I have experienced the harsh work conditions, even though I had it pretty easy compared to some of the other game teams.
I remember one example where I worked my butt off on a game from start to finish, pulling in weekends for 2 months, with the odd Sunday off. After the end of these projects it's common for the company to give us a few days up to a week of free time off, but I was immediately signed onto another game that was just in pre-alpha stages. I worked 7 weeks in a row, 7 days a week (even on stat holidays), and didn't get paid anything extra, or any overtime pay on top of the meagre salary (
a full $30k less than I make now). Right after that crazy project, I was assigned to bug fix random games, and the managers guilted me into working more overtime (again, unpaid overtime). My name won't even go into the credits unless I work a full month on the project, so nothing will come from this extra hard work. Not only that, I was laid off 6 months later, where a fresh batch of hungry fresh graduates were willing to take my place to save the company $5k in salary a year.
But after all those many years, I still missed the environment, and still consider my true "home" in the game industry. I do similar programming tasks where I am now, and in a senior position, making a lot more money. There's little to no overtime, the company stresses great work-life balance, the benefits are great, the amenities are kick-butt... it's just not as "glamorous" as games. I'll take a more stable career over a "fun" job any day of the week now, and getting laid off was the best thing to ever happen to my career, amazingly enough.

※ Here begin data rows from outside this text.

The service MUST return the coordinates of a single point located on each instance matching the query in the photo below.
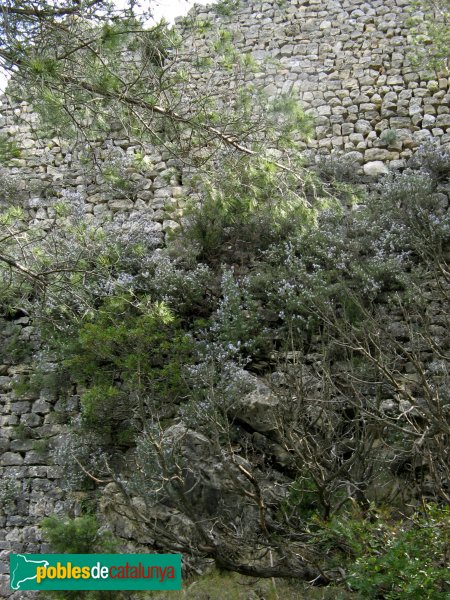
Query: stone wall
(346, 62)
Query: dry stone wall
(346, 62)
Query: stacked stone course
(346, 62)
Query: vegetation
(268, 392)
(430, 34)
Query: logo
(95, 571)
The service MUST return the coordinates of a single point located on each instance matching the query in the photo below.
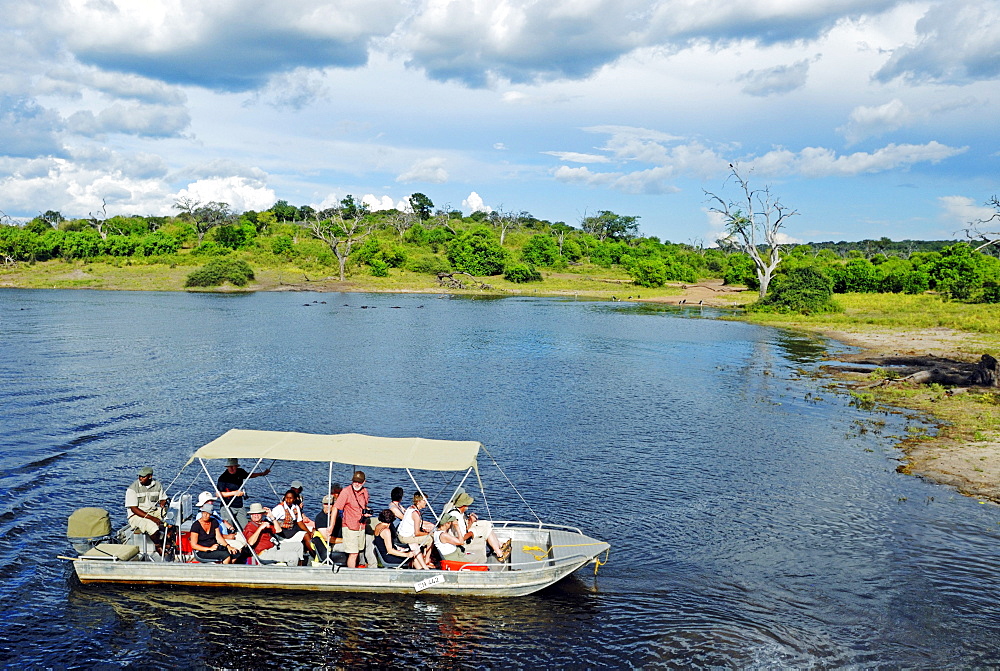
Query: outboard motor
(88, 527)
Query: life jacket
(287, 522)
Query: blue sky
(871, 118)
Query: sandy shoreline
(971, 467)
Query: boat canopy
(345, 448)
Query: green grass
(898, 311)
(273, 273)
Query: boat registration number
(428, 582)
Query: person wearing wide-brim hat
(230, 485)
(228, 530)
(477, 534)
(207, 540)
(260, 533)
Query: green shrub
(519, 273)
(571, 250)
(540, 250)
(804, 290)
(477, 252)
(427, 263)
(219, 271)
(649, 272)
(157, 243)
(281, 245)
(740, 269)
(210, 248)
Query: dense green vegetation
(516, 246)
(357, 242)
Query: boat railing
(503, 524)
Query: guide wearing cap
(144, 503)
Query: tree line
(423, 239)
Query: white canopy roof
(346, 448)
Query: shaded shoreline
(971, 467)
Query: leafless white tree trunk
(975, 230)
(754, 221)
(340, 233)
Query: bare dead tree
(753, 222)
(976, 230)
(99, 220)
(401, 222)
(506, 221)
(341, 232)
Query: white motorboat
(541, 553)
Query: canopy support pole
(537, 518)
(415, 484)
(225, 504)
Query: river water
(755, 516)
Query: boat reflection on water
(251, 628)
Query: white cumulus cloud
(873, 121)
(474, 203)
(430, 170)
(240, 193)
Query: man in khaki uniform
(144, 504)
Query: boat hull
(542, 556)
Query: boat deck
(541, 555)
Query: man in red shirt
(353, 505)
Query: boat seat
(462, 566)
(112, 552)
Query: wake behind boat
(540, 554)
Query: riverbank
(585, 281)
(963, 453)
(896, 335)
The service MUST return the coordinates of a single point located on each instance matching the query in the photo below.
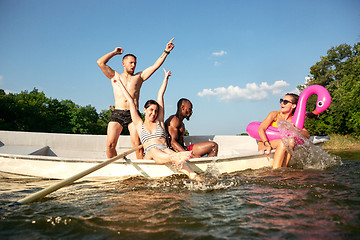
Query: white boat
(58, 156)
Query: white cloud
(216, 63)
(219, 54)
(252, 91)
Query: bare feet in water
(180, 157)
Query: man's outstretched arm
(150, 70)
(102, 62)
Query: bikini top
(274, 123)
(146, 136)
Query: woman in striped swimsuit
(152, 133)
(287, 109)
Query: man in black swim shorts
(120, 117)
(175, 129)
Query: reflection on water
(252, 204)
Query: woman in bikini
(281, 156)
(152, 133)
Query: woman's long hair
(295, 99)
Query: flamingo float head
(322, 103)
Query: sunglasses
(284, 101)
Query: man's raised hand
(170, 45)
(118, 50)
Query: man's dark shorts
(121, 116)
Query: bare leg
(166, 156)
(113, 132)
(135, 140)
(210, 148)
(287, 155)
(279, 156)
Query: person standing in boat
(152, 133)
(120, 116)
(287, 109)
(175, 129)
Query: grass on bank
(342, 142)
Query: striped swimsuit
(145, 136)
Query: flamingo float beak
(312, 114)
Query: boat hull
(48, 155)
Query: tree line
(34, 112)
(338, 72)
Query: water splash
(305, 154)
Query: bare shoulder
(173, 121)
(116, 76)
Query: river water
(253, 204)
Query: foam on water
(305, 154)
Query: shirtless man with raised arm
(120, 117)
(175, 129)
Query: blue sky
(232, 59)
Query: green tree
(339, 73)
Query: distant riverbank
(342, 142)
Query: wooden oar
(67, 181)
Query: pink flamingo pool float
(322, 103)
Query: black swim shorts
(121, 116)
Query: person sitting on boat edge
(175, 129)
(287, 109)
(152, 133)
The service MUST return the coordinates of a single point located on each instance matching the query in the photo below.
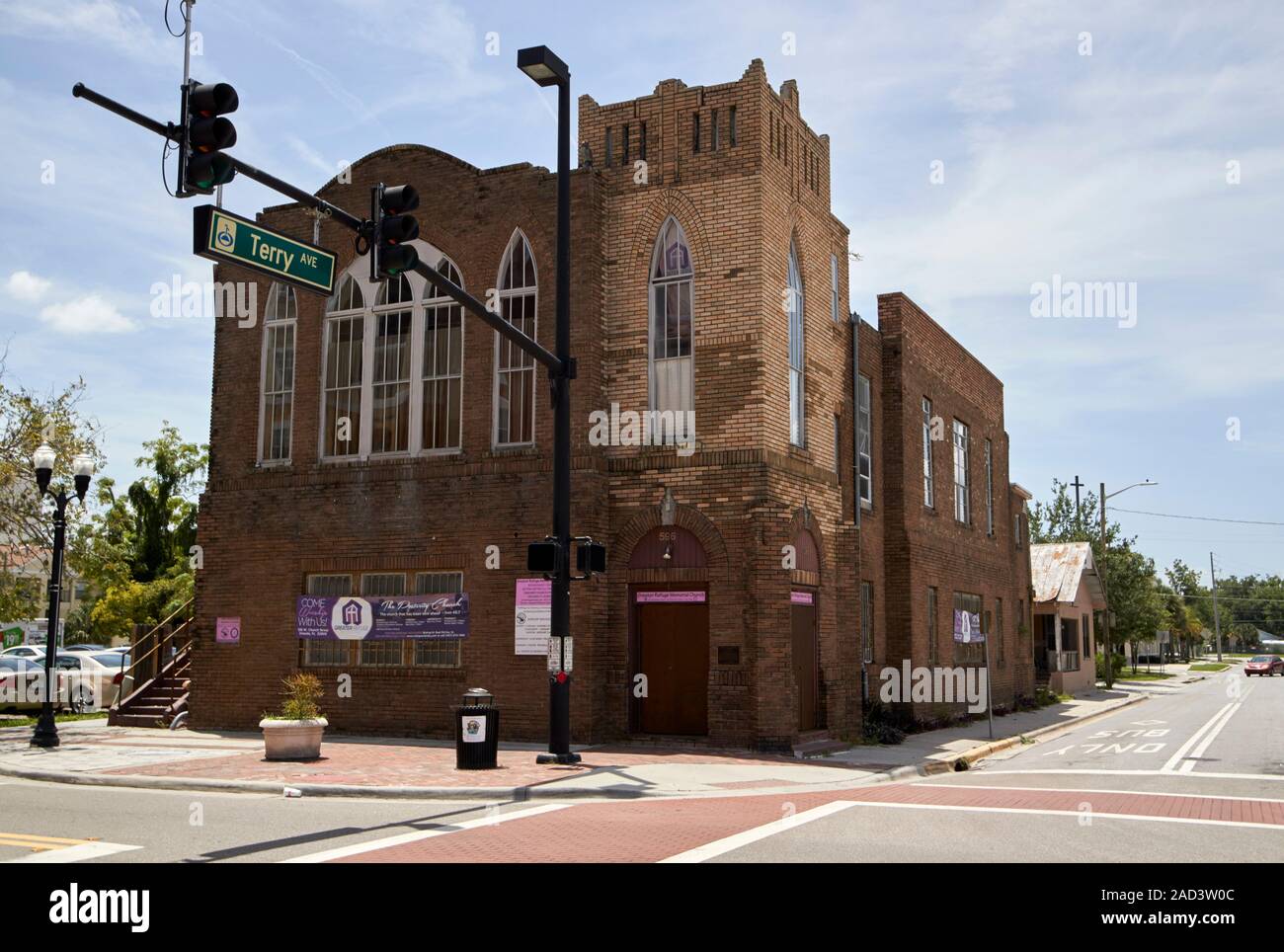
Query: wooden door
(803, 617)
(675, 656)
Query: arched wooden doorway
(804, 631)
(669, 633)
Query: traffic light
(542, 557)
(201, 164)
(390, 254)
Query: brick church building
(843, 492)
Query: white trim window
(443, 367)
(797, 424)
(928, 489)
(672, 372)
(389, 430)
(989, 488)
(393, 378)
(962, 505)
(834, 287)
(345, 371)
(515, 368)
(277, 416)
(864, 426)
(432, 652)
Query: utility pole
(1216, 621)
(1105, 614)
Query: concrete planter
(291, 741)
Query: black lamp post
(546, 69)
(82, 468)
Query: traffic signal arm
(556, 367)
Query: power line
(1201, 518)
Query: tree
(136, 548)
(29, 419)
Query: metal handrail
(161, 640)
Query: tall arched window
(281, 321)
(672, 363)
(797, 430)
(443, 364)
(345, 369)
(514, 368)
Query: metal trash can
(476, 732)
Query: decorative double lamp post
(82, 468)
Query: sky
(990, 159)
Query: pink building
(1067, 592)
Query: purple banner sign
(967, 626)
(356, 618)
(671, 596)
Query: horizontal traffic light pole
(556, 367)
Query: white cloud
(26, 286)
(88, 314)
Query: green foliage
(29, 419)
(135, 549)
(302, 693)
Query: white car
(94, 680)
(24, 651)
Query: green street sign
(222, 236)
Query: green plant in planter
(302, 691)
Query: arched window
(514, 368)
(672, 363)
(443, 364)
(345, 369)
(281, 322)
(389, 428)
(797, 429)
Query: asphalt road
(1190, 775)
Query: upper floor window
(962, 509)
(794, 303)
(989, 488)
(345, 369)
(281, 327)
(672, 363)
(514, 368)
(834, 286)
(864, 425)
(928, 494)
(393, 368)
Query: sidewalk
(399, 767)
(953, 749)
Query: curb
(968, 757)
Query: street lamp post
(82, 468)
(544, 68)
(1103, 570)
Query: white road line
(82, 851)
(1169, 767)
(741, 839)
(341, 852)
(1092, 789)
(1071, 813)
(1139, 772)
(1208, 738)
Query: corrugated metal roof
(1057, 570)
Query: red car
(1263, 665)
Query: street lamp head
(42, 461)
(543, 65)
(82, 468)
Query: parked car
(94, 678)
(1263, 665)
(24, 651)
(21, 681)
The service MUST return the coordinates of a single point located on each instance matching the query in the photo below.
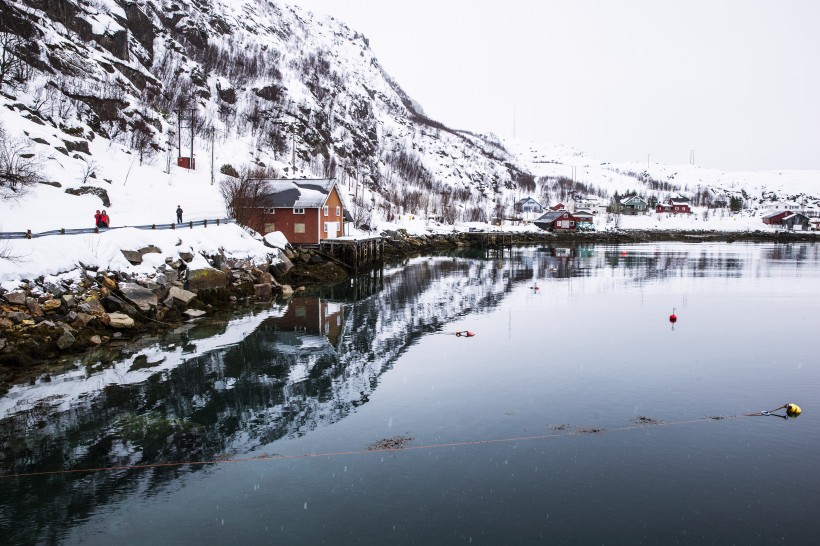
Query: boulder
(206, 278)
(178, 295)
(263, 291)
(52, 305)
(143, 298)
(120, 321)
(16, 298)
(65, 341)
(280, 266)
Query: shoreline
(38, 329)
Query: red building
(557, 220)
(305, 211)
(674, 205)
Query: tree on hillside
(13, 70)
(242, 194)
(19, 169)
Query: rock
(206, 279)
(16, 298)
(65, 341)
(280, 265)
(178, 295)
(19, 316)
(263, 291)
(34, 308)
(120, 320)
(133, 257)
(82, 320)
(52, 305)
(143, 298)
(264, 278)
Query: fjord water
(577, 413)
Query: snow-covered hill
(101, 97)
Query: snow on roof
(298, 193)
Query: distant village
(578, 214)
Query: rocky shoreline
(43, 320)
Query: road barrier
(77, 231)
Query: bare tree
(13, 70)
(242, 195)
(19, 168)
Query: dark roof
(549, 217)
(308, 194)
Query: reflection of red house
(305, 211)
(313, 316)
(556, 220)
(674, 206)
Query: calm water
(576, 415)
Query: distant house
(583, 219)
(632, 205)
(305, 211)
(674, 205)
(795, 221)
(787, 220)
(557, 220)
(528, 208)
(780, 205)
(591, 203)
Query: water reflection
(214, 390)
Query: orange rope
(357, 452)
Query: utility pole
(191, 164)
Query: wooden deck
(358, 254)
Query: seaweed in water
(641, 420)
(397, 442)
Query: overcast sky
(737, 81)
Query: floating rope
(640, 422)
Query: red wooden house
(305, 211)
(674, 205)
(557, 220)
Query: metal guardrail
(78, 231)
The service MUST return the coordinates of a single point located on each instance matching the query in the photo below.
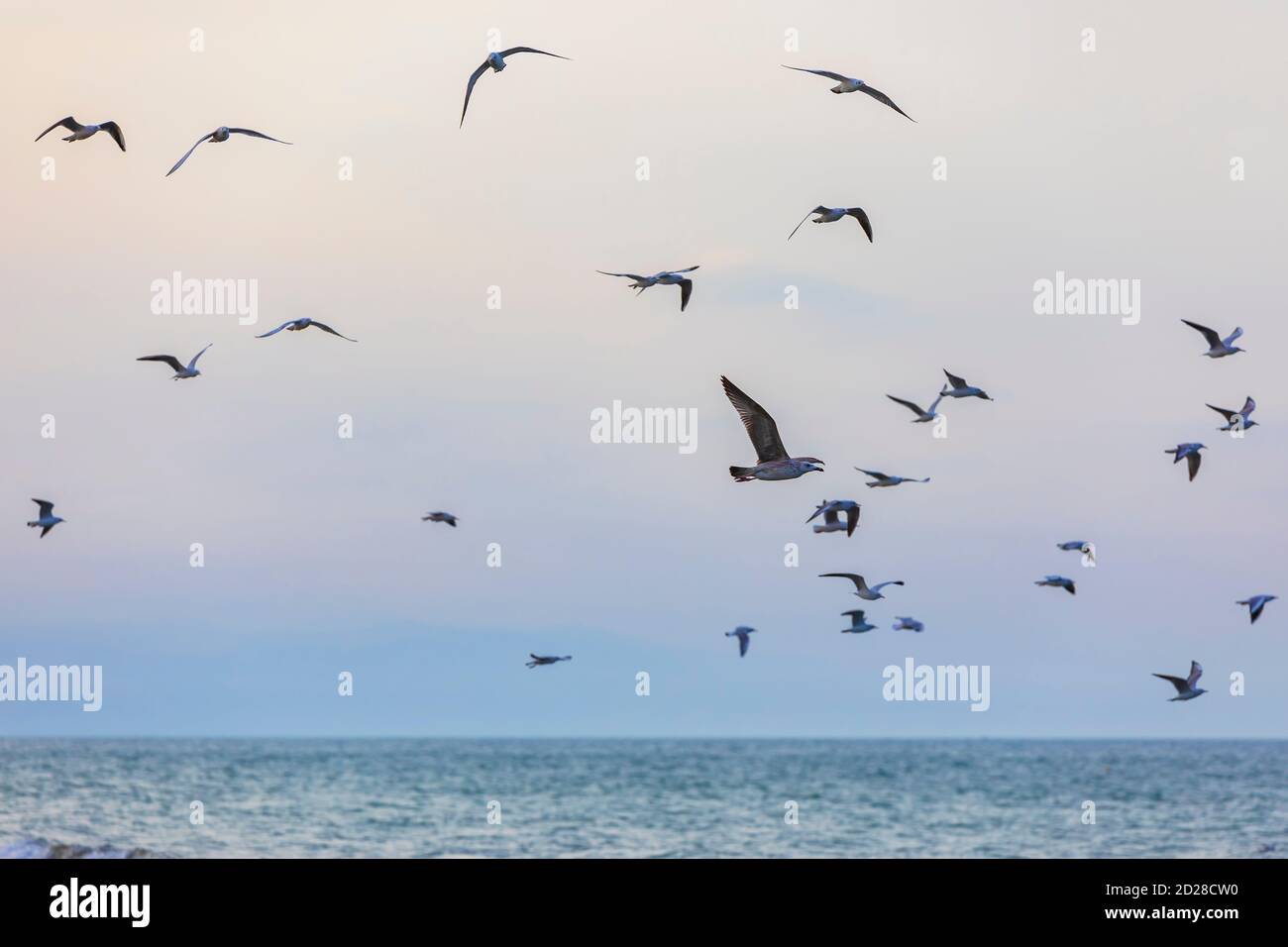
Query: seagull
(222, 134)
(301, 324)
(1218, 347)
(78, 133)
(831, 514)
(537, 660)
(179, 369)
(772, 460)
(957, 388)
(1192, 454)
(887, 480)
(922, 416)
(668, 277)
(741, 633)
(47, 519)
(496, 62)
(1059, 582)
(1185, 689)
(848, 84)
(1254, 604)
(827, 215)
(861, 586)
(858, 624)
(1248, 407)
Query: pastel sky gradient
(1104, 165)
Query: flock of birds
(773, 462)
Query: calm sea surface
(642, 797)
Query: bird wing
(193, 363)
(115, 132)
(858, 579)
(837, 76)
(862, 217)
(274, 331)
(188, 154)
(257, 134)
(1214, 339)
(885, 99)
(68, 123)
(469, 89)
(686, 291)
(529, 50)
(760, 427)
(325, 328)
(168, 360)
(909, 405)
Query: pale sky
(1112, 163)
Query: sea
(375, 797)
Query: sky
(1106, 163)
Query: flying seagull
(537, 660)
(1190, 453)
(1059, 582)
(832, 514)
(861, 586)
(1185, 689)
(301, 324)
(827, 215)
(1218, 347)
(179, 369)
(772, 460)
(741, 633)
(1241, 414)
(668, 277)
(1254, 604)
(496, 62)
(887, 480)
(848, 84)
(78, 133)
(922, 416)
(858, 624)
(957, 388)
(222, 134)
(47, 519)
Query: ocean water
(642, 797)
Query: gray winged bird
(1218, 347)
(1241, 414)
(539, 660)
(301, 324)
(78, 133)
(848, 84)
(1190, 453)
(861, 586)
(827, 215)
(832, 515)
(180, 369)
(222, 134)
(772, 460)
(47, 519)
(668, 277)
(741, 633)
(1185, 689)
(496, 62)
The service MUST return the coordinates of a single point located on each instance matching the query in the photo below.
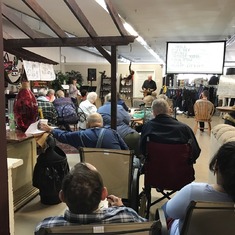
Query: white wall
(79, 60)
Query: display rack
(126, 88)
(105, 86)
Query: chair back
(168, 166)
(142, 228)
(203, 110)
(209, 218)
(115, 167)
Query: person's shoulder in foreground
(82, 191)
(222, 164)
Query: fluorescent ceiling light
(133, 32)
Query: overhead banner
(36, 71)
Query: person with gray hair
(48, 110)
(167, 130)
(89, 137)
(87, 107)
(129, 135)
(51, 95)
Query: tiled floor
(27, 217)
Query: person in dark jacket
(109, 138)
(129, 135)
(166, 129)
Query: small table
(226, 109)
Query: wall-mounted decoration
(91, 75)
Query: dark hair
(206, 93)
(82, 189)
(224, 161)
(83, 92)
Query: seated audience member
(145, 113)
(89, 137)
(88, 107)
(203, 98)
(229, 118)
(121, 102)
(48, 109)
(84, 94)
(129, 135)
(82, 190)
(74, 92)
(51, 95)
(166, 129)
(223, 166)
(60, 104)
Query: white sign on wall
(226, 86)
(39, 71)
(139, 78)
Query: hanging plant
(65, 78)
(75, 74)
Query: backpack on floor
(49, 171)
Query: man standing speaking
(149, 86)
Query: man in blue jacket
(94, 136)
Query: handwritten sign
(39, 71)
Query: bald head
(160, 106)
(94, 120)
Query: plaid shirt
(48, 110)
(103, 216)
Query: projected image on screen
(195, 57)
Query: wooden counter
(22, 146)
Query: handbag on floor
(49, 171)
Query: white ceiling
(157, 21)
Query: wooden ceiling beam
(76, 10)
(42, 14)
(69, 42)
(15, 20)
(28, 55)
(116, 19)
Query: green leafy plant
(65, 78)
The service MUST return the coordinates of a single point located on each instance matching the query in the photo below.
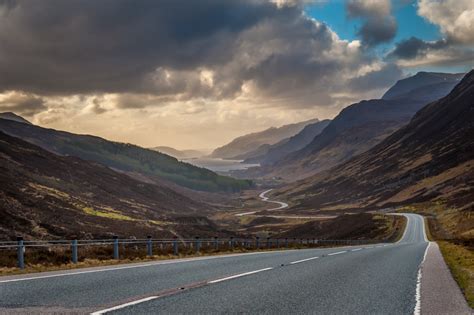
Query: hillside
(13, 117)
(123, 157)
(179, 154)
(242, 147)
(429, 159)
(281, 149)
(359, 127)
(419, 80)
(44, 195)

I encourage everyone to do that at least once, though, and experience what goes into making a game from start to finish. Then you can get an appreciation about how games are made from concept to finish, and all the people that are involved in the tiniest to the largest of ways. It will make you think twice about complaining when that next big triple-A game gets delayed, knowing the sweat that goes into developing them
EDIT:
Interestingly I also heard bad working conditions were rampant in Rockstar Vancouver's office during the development of Bully. Tsk tsk, Rockstar and Take2.
EDIT 2:
Just reading that link has reminded me of several stupid things at my last employer. I remember seeing a manager's MS Project screen on his computer at the beginning of a project, and he had already scheduled in overtime and crunch time. Funny thing is, they would always stress about how the overtime is because of improper time estimations or because of other controllable phenomena, but in reality they plan for it every time from the very start.
I had a conversation with him about how to reduce overtime and crunch time, asking him if he and the other managers took learnings from previous years and adapted their schedules accordingly (i.e. less time for this, more time for that, do this earlier to get it done faster, etc.) He looked at me like I was questioning his ability as a manager and was offended. Hahaha!